Вместе с тем у Бакунина изменилось отношение к философии, слишком далекой, по его мнению, от реальной жизни и тех конкретных задач, которые ему приходилось решать во время бурных революционных событий. «Я теперь… <…> не жажду ничего иного, кроме положительного знания, — пишет он в письме от 9 декабря 1849 года все тому же Рейхелю, — которое помогло бы мне понять действительность и самому быть действительным человеком. Абстракции и призрачные хитросплетения, которыми всегда занимались метафизики и теологи, противны мне. Мне кажется, я не мог бы теперь открыть ни одной философской книги без чувства тошноты. <…>».

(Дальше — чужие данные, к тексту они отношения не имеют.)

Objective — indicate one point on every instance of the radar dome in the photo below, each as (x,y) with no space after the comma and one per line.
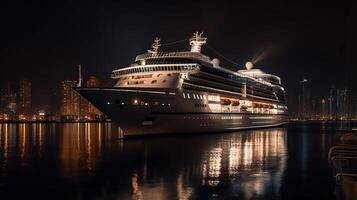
(215,61)
(249,65)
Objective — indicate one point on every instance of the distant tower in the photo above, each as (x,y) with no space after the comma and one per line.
(25,96)
(303,100)
(80,79)
(92,111)
(196,42)
(155,47)
(70,99)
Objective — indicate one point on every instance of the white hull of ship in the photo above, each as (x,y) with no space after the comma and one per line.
(145,112)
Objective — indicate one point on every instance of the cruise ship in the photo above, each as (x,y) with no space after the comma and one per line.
(188,92)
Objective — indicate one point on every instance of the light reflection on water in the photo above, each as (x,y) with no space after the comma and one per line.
(88,161)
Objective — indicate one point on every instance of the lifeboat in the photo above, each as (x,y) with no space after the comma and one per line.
(225,102)
(235,103)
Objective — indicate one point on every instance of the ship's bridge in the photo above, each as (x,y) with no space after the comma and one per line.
(262,76)
(183,54)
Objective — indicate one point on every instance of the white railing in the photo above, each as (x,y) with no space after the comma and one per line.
(155,68)
(184,54)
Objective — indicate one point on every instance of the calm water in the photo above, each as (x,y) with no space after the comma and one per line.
(88,161)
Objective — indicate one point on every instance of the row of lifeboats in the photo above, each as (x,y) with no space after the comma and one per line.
(235,102)
(262,105)
(227,102)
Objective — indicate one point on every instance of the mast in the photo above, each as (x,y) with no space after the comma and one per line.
(155,47)
(196,42)
(80,79)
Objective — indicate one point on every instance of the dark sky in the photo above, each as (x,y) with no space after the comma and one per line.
(45,41)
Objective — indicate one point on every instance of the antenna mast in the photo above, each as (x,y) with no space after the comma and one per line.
(196,42)
(155,47)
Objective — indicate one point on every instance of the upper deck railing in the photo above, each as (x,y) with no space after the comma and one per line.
(182,54)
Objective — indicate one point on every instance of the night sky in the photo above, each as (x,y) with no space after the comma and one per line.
(45,41)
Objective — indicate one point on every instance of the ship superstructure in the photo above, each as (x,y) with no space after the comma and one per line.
(187,92)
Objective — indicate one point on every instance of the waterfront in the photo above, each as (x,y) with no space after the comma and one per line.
(88,161)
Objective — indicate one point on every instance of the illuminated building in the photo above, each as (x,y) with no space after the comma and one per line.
(324,109)
(303,99)
(70,100)
(332,104)
(25,97)
(92,111)
(343,102)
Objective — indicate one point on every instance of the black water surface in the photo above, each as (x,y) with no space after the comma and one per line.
(88,161)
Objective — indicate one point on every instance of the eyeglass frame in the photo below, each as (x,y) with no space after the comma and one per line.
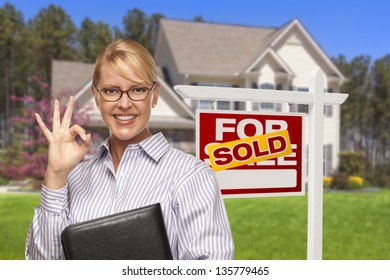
(123,92)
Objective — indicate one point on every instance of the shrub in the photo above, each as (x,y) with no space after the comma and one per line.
(339,181)
(355,182)
(352,163)
(327,181)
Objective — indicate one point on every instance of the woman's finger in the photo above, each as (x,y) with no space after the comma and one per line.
(42,125)
(56,114)
(78,130)
(67,118)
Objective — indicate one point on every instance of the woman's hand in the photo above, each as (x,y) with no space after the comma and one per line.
(64,152)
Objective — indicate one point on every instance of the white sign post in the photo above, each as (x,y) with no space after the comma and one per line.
(316,99)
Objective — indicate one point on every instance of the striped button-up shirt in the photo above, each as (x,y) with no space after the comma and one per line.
(149,172)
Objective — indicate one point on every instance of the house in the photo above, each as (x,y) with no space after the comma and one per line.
(197,53)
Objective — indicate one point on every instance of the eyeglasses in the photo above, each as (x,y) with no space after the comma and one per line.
(135,93)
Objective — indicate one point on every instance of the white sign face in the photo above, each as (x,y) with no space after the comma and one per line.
(253,154)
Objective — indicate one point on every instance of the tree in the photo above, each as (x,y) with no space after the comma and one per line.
(141,28)
(12,66)
(92,37)
(354,111)
(380,118)
(53,36)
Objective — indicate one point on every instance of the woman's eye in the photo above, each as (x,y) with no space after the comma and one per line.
(139,90)
(110,91)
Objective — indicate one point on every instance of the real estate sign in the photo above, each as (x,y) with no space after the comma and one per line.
(253,154)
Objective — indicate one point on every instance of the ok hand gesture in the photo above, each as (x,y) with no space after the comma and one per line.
(64,152)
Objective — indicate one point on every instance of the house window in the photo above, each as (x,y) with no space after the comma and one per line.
(204,104)
(328,109)
(328,159)
(220,105)
(303,108)
(224,105)
(265,105)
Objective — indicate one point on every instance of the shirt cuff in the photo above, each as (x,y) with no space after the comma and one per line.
(54,200)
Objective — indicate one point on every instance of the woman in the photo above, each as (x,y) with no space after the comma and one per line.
(133,168)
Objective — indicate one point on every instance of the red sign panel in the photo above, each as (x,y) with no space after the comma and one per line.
(275,176)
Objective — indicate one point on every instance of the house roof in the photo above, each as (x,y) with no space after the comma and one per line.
(214,49)
(228,50)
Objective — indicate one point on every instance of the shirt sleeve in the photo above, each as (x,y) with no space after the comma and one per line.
(203,225)
(50,218)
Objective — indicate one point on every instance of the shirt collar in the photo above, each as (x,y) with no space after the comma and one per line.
(155,146)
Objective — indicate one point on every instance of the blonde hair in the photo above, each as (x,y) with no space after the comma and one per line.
(126,52)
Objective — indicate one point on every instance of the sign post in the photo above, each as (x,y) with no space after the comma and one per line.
(254,155)
(316,99)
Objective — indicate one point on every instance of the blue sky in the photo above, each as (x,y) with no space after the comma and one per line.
(340,27)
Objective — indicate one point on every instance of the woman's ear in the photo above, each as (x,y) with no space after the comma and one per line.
(95,96)
(156,94)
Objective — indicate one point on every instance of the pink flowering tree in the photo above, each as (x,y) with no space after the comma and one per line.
(29,146)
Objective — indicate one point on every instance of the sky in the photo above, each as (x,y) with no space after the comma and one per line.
(347,27)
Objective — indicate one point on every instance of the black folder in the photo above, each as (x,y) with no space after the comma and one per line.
(138,234)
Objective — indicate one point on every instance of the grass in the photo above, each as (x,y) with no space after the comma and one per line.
(16,212)
(356,226)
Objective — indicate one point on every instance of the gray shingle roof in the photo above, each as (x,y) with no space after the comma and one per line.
(217,49)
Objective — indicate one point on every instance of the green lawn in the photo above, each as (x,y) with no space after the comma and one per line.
(356,226)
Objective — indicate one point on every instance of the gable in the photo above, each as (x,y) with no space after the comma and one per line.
(211,49)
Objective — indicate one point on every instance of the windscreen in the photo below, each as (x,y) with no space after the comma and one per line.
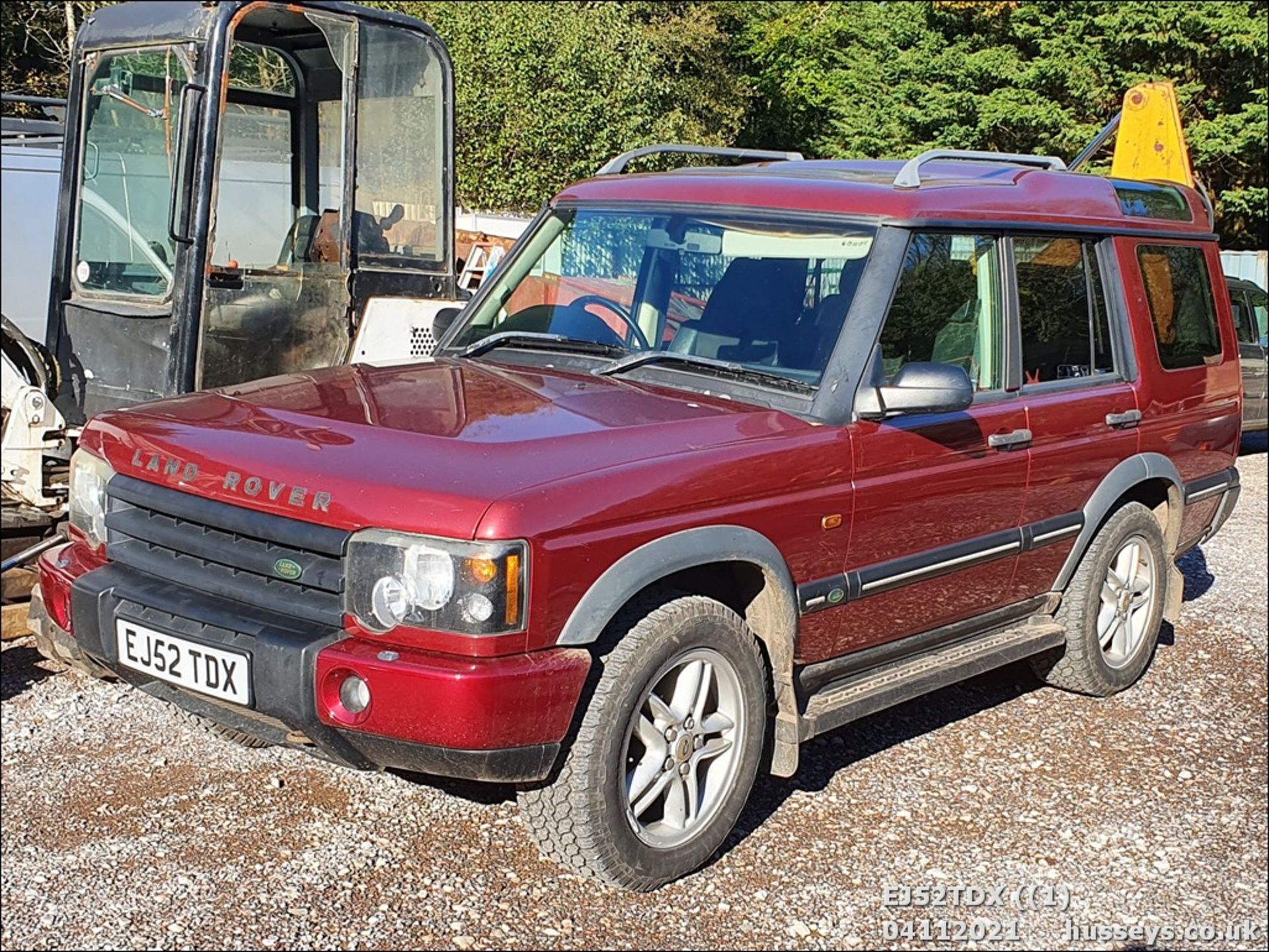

В Кенигштейне он познакомился с австрийским писателем Фердинандом Кюрнбергером (1821–1879), проходившим, как принято выражаться, по другому делу — участие в Венской революции. Он бежал после ее поражения в Дрезден, где и был арестован. Однажды им довелось иметь продолжительную беседу о судьбах революции в Европе, о чем Кюрнбергер оставил воспоминания: «Немецкие революции, до сих пор оканчивались неудачами потому, что четвертое сословие, единственный творческий фактор нашего общества, было совращено с пути истинного или предано третьим сословием, буржуазией и доктриной, — был убежден Бакунин. Разошлись мы с ним только в выводах. Я в моем тогдашнем негодовании полагал, что немецкая цивилизация расслабляюще действует на людей, и желал для вашего гамлетовского народа немного той первобытной дикости, которая делает восточные народы, как, например, поляков и венгров, столь воинственными. Бакунин же стоял на противоположной точке зрения. Так как немец не обладает ни темпераментом западного романца, ни дикостью восточного славянина, то ему, чтобы развить в себе воинственность, не остается ничего иного как до крайних пределов развить ему свойственную доктринерскую особенность: воодушевление идеей. Эта доктрина должна проникнуть в самую глубину пролетариата, не изменяя его характера. Из такого союза силы и познания и должен явиться на свет тот вождь, которого до сих пор так не хватало немецким революционным битвам и который должен сочетать в себе дикий боевой клич пролетария с высоким полетом мыслителя: солдат и полководец в одном лице».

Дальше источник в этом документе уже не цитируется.